Keywords

1 Introduction

Generic visual tracking is a crucial task in computer vision aiming at locating the specific continuous object in video. Limited information, usually the first annotation is provided during visual object tracking. One unique characteristic of generic object tracking is that no prior knowledge (e.g., the object class) about the object, as well as its surrounding environment, is allowed [1]. The quality of localization and scale estimation of target are the most influential factor of the performance.

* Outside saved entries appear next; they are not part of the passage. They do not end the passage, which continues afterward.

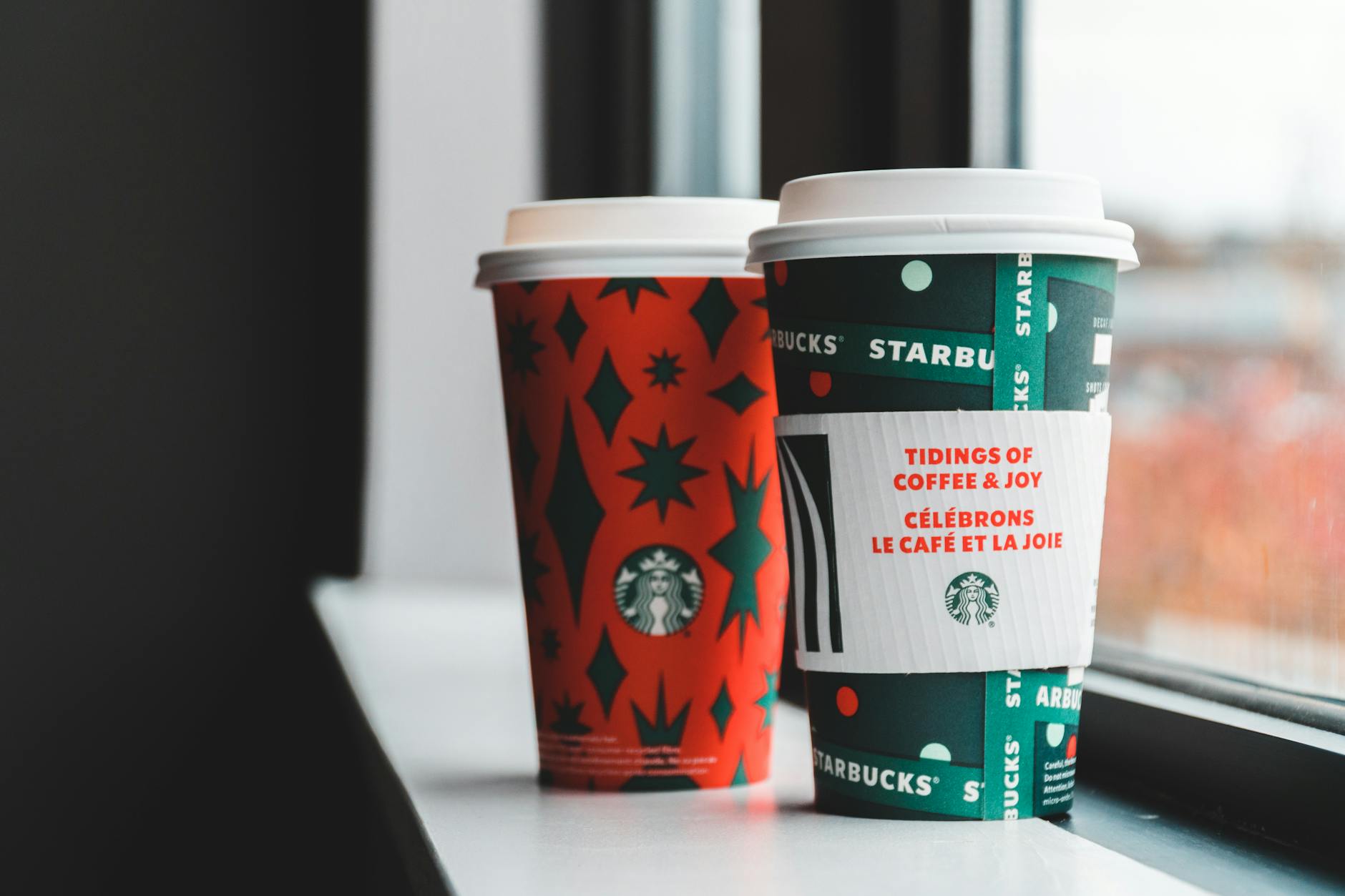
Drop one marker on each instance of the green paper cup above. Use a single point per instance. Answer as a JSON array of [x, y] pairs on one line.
[[943, 563]]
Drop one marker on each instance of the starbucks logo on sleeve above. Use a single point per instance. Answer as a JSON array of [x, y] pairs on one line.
[[972, 599], [658, 589]]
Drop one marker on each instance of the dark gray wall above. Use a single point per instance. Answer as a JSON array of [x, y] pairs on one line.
[[182, 275]]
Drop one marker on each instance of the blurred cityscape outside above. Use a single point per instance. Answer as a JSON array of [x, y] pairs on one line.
[[1227, 482]]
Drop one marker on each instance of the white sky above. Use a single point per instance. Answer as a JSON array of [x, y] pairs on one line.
[[1199, 117]]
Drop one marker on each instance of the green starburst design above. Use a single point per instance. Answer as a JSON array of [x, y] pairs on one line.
[[530, 566], [550, 644], [521, 346], [660, 731], [607, 673], [723, 708], [768, 700], [569, 717], [662, 473], [571, 328], [573, 511], [631, 287], [608, 396], [744, 549], [665, 370], [739, 393], [715, 312], [525, 455]]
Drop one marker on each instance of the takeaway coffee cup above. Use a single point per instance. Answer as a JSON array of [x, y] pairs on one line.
[[639, 400], [942, 343]]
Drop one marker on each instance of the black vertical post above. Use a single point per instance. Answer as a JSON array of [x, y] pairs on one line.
[[183, 353], [597, 64], [849, 87]]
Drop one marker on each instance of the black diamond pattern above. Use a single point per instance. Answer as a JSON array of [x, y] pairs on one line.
[[525, 455], [573, 511], [608, 396], [715, 311], [739, 393], [571, 328]]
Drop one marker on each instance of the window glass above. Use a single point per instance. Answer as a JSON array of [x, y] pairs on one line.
[[1218, 131]]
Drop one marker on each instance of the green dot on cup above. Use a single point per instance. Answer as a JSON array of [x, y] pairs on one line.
[[936, 751], [916, 275]]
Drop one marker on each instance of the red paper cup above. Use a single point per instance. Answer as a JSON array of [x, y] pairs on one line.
[[639, 398]]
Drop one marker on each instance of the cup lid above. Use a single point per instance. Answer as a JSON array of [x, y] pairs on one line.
[[626, 236], [942, 212]]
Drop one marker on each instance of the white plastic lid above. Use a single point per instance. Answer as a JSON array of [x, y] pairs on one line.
[[626, 237], [942, 212]]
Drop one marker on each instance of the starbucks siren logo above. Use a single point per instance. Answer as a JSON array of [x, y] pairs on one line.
[[972, 598], [658, 589]]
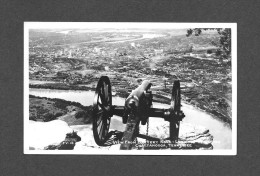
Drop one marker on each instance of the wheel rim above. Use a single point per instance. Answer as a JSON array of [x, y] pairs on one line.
[[102, 110]]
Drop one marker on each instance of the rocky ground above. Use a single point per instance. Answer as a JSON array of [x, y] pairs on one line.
[[71, 129]]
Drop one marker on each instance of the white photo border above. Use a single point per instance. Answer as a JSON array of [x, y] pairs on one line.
[[95, 25]]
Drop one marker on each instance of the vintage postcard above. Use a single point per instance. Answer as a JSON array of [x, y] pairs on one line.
[[130, 88]]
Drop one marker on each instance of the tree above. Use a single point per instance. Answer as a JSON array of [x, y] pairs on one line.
[[224, 44]]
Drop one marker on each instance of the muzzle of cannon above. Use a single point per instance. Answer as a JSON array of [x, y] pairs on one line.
[[137, 108]]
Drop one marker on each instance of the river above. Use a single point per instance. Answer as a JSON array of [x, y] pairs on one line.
[[221, 131]]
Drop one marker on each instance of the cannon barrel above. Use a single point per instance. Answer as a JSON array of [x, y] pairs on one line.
[[136, 95]]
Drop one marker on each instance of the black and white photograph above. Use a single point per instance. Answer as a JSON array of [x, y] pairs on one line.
[[121, 88]]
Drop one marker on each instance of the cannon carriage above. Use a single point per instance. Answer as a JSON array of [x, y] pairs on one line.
[[137, 109]]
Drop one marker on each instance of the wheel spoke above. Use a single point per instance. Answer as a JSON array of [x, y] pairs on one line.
[[102, 107], [98, 123], [100, 131]]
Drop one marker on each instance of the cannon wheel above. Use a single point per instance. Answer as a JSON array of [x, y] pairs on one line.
[[175, 109], [102, 110]]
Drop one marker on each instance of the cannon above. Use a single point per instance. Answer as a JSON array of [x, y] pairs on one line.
[[137, 109]]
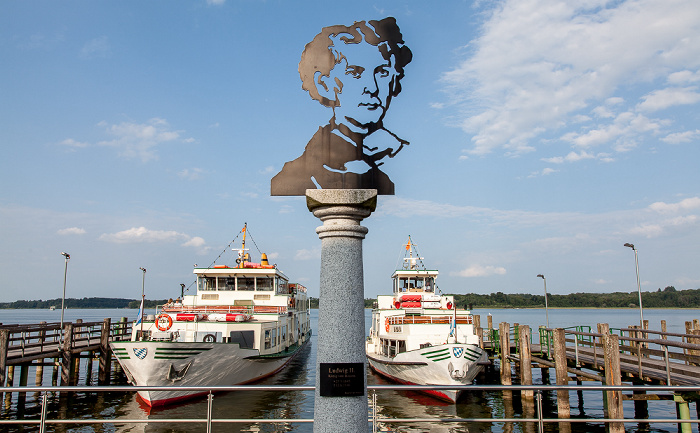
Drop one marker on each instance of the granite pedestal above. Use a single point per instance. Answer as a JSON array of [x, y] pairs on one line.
[[341, 381]]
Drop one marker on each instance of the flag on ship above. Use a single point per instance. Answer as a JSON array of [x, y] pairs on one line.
[[139, 318]]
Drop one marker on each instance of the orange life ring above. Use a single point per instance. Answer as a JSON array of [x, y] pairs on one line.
[[164, 322]]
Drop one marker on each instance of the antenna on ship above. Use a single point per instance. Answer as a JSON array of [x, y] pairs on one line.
[[410, 261], [241, 251]]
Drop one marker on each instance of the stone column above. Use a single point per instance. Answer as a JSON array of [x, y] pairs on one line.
[[341, 380]]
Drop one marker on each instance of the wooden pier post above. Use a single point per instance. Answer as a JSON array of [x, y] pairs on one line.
[[67, 355], [613, 399], [4, 344], [10, 382], [504, 342], [525, 362], [39, 376], [103, 374], [562, 375]]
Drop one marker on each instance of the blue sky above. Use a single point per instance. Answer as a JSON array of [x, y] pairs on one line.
[[544, 135]]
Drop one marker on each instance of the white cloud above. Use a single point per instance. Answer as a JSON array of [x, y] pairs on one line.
[[98, 47], [681, 137], [139, 140], [142, 234], [190, 173], [665, 98], [72, 231], [195, 242], [538, 64], [682, 206], [480, 271]]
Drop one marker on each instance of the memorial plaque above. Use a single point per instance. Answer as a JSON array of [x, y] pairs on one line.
[[342, 379]]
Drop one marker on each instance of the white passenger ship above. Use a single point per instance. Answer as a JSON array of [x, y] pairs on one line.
[[418, 336], [245, 323]]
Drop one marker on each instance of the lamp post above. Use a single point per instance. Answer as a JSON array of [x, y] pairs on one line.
[[143, 295], [546, 304], [63, 298], [639, 287]]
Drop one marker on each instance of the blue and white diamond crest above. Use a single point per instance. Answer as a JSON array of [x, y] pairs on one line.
[[140, 352]]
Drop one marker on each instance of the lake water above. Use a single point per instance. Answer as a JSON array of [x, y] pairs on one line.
[[301, 371]]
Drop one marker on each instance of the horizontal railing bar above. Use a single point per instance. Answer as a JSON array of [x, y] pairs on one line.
[[648, 388], [384, 420]]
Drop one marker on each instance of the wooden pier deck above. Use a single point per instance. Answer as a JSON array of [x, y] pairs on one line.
[[610, 356], [47, 344]]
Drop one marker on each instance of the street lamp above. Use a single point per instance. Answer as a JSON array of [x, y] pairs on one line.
[[63, 298], [546, 304], [143, 296], [639, 287]]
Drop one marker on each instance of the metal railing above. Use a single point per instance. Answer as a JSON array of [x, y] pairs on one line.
[[374, 417]]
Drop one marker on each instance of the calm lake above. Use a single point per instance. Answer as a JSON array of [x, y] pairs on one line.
[[301, 371]]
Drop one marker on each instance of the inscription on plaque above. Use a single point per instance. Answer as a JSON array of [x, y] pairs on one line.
[[340, 379]]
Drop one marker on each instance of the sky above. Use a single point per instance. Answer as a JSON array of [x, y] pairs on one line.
[[544, 135]]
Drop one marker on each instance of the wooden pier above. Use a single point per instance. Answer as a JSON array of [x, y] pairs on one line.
[[636, 355], [46, 344]]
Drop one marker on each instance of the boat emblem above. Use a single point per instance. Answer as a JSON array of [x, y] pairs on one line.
[[140, 352], [175, 375]]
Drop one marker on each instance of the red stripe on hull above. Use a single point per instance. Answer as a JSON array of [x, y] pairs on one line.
[[173, 400], [433, 393]]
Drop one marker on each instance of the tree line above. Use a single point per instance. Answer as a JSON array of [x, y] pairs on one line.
[[669, 297]]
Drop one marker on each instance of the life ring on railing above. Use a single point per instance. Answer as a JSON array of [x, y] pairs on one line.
[[164, 322]]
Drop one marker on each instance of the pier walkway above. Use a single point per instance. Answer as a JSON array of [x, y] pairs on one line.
[[636, 355], [47, 344]]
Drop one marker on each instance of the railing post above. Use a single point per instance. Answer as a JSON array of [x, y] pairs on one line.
[[4, 344], [44, 404], [612, 377], [67, 355], [210, 404], [562, 376], [104, 370]]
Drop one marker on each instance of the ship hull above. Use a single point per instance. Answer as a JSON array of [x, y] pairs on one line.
[[448, 364]]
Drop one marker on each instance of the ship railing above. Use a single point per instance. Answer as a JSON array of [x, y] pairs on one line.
[[207, 309], [49, 414], [409, 319]]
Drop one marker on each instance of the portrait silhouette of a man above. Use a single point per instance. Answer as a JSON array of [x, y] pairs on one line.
[[356, 71]]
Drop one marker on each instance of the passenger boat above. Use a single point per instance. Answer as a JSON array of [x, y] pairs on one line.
[[244, 323], [418, 337]]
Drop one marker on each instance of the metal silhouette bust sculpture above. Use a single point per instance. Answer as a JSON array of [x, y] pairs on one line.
[[348, 151]]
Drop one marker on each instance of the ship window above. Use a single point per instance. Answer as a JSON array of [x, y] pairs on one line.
[[264, 284], [207, 283], [227, 283], [245, 339], [416, 284], [246, 283], [282, 286]]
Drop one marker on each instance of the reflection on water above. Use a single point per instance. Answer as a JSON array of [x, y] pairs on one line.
[[301, 371]]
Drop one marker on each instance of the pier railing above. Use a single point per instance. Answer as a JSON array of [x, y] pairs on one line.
[[378, 422]]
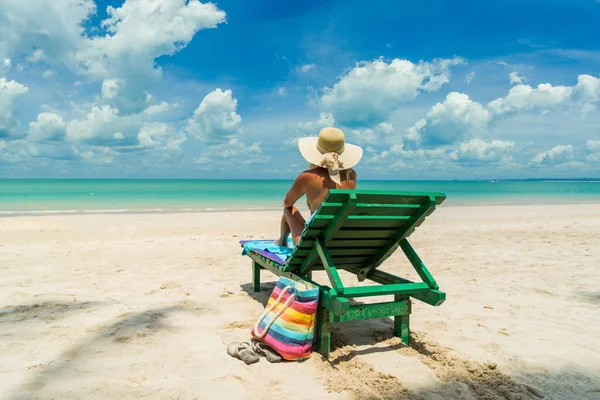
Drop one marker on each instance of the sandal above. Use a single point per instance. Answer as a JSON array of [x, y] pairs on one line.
[[264, 350], [242, 351]]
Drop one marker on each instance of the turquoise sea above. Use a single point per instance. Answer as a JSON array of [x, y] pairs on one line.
[[18, 196]]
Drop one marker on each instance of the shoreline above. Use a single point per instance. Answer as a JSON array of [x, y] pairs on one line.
[[203, 210], [129, 303]]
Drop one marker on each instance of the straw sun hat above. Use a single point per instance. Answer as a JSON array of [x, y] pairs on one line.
[[330, 150]]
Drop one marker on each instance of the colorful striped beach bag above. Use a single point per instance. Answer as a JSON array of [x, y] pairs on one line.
[[288, 323]]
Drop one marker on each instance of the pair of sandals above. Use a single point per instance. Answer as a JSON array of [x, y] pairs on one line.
[[250, 352]]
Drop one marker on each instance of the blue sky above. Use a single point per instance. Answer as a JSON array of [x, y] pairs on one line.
[[184, 89]]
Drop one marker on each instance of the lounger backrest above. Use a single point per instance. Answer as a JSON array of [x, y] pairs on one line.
[[358, 226]]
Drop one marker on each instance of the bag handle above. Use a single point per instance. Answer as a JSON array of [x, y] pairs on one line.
[[269, 309]]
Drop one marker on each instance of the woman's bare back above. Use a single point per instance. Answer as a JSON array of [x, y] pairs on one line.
[[315, 184]]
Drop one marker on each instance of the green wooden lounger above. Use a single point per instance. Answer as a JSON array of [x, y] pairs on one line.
[[357, 231]]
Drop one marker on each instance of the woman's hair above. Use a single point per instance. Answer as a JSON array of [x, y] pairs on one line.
[[344, 173]]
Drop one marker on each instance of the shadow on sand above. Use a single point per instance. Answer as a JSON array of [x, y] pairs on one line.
[[453, 377], [121, 330]]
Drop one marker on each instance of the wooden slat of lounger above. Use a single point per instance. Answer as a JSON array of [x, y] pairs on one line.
[[356, 243], [337, 260], [347, 243], [371, 209], [384, 197], [367, 233], [341, 252], [359, 221]]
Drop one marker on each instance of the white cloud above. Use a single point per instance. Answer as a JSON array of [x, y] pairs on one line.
[[9, 90], [592, 147], [469, 77], [230, 155], [106, 127], [516, 79], [42, 29], [370, 92], [123, 58], [374, 136], [556, 155], [304, 129], [215, 121], [398, 158], [138, 32], [454, 120], [48, 127], [307, 67], [545, 97], [478, 151], [36, 56], [158, 108], [160, 135], [49, 74]]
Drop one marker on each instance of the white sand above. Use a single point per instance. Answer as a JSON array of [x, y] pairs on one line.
[[143, 306]]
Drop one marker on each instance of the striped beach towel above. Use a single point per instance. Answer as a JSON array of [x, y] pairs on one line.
[[288, 322]]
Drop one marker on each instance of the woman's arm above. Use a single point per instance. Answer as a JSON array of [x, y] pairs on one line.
[[296, 191]]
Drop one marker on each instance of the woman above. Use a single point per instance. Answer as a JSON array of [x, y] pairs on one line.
[[331, 160]]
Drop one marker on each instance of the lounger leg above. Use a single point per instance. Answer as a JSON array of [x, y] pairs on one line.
[[255, 277], [323, 333], [401, 322]]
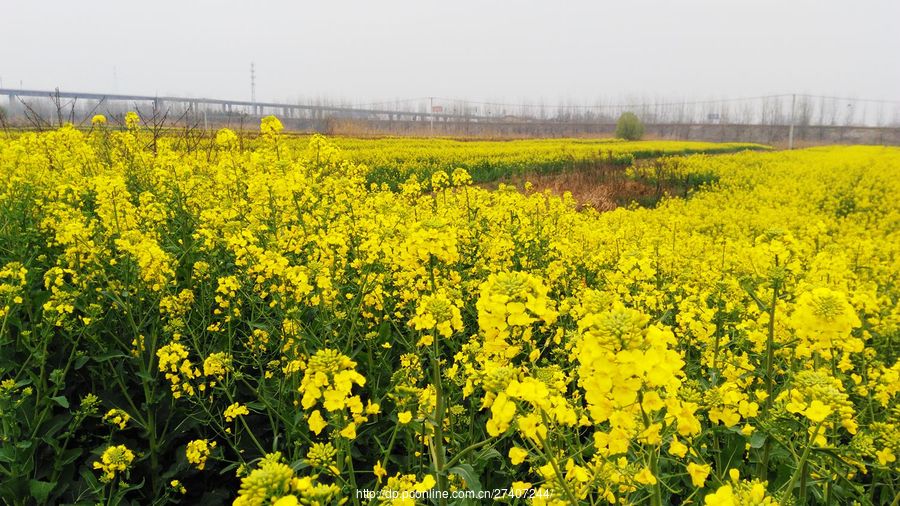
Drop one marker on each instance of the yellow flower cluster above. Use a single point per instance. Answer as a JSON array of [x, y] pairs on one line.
[[273, 482], [114, 461], [329, 380], [198, 451], [174, 362], [616, 357]]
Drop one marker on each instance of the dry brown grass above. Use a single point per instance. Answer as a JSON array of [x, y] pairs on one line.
[[601, 187]]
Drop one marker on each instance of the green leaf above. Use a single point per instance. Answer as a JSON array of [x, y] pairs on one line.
[[40, 490], [7, 454], [757, 440], [61, 400], [468, 474]]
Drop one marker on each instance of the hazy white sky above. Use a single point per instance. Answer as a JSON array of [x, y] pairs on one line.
[[514, 50]]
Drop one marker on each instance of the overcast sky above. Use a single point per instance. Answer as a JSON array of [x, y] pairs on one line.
[[518, 51]]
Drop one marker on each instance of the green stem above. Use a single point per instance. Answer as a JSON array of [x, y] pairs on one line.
[[789, 488]]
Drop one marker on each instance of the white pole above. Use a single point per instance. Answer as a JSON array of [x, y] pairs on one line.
[[791, 130]]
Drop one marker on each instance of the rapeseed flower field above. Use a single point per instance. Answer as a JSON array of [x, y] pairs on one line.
[[277, 321]]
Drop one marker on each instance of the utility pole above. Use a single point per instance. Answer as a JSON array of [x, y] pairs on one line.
[[431, 107], [791, 129], [253, 86]]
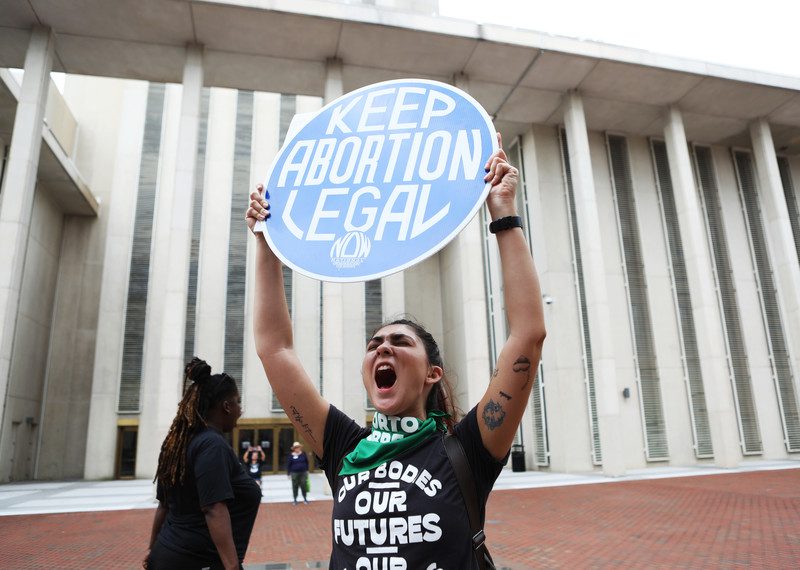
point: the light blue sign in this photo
(378, 180)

Recently, localization and scale estimation tend to be two subtasks of the tracking problem [2]. Before the deep learning methods, trackers based on Discriminative Correlation Filter (DCF) [3, 4] framework took dominant positions in tracking method. Traditional correlation trackers suffer from inefficiency and low accuracy due to its inherent flaw. It is natural that the deep learning ways are applied to other computer vision tasks, such as object detection, semantic segmentation and visual tracking. SiamFC [5], introduces siamese learning paradigm into visual object tracking, though it employs brutal multi-scale test which is inaccurate and inefficiency [2]. Then, SiamRPN tracker family [6,7,8] perform an accurate and efficient target scale estimation by introducing the Region Proposal Network (RPN) [9]. However, the pre-defined anchor settings not only introduce ambiguous similarity, but also demand huge prior-knowledge about target. SiamFC++ [10] adopts the anchor-free regression and classification style based on Siamese learning paradigm, it still heavily rely on the sufficient prior-knowledge about target. Motivated by the aforementioned analysis, we propose three suggestions on designing modern visual object trackers:

  • Balance between online learning and offline training: The breakthroughs on object detection provide a better way to replace multi-scale estimation in object tracking. For example, RPN [9] structure achieves astonishing accuracy in SiamRPN [6]. Because siamese formulation does not provide a powerful discriminative model, we highly recommend that online learning needs to be well-designed. The Correlation based trackers [3, 4, 11, 12] are able to tackle with online model updation. However, the problems of model drift and insufficient training of online model result in low accuracy.

  • Fully utilization of Multi-level deep convolutional features: Deep model should be trained for robustness, while the shallow model should emphasize accurate target localization [13]. We highly recommend that deep and shallow models should be emphasized equally in order to have better robustness performance. Even though the high quality training data is crucial for the success of end-to-end representation [7], we argue that models designed for both deep and shallow features can reduce the burden of offline training.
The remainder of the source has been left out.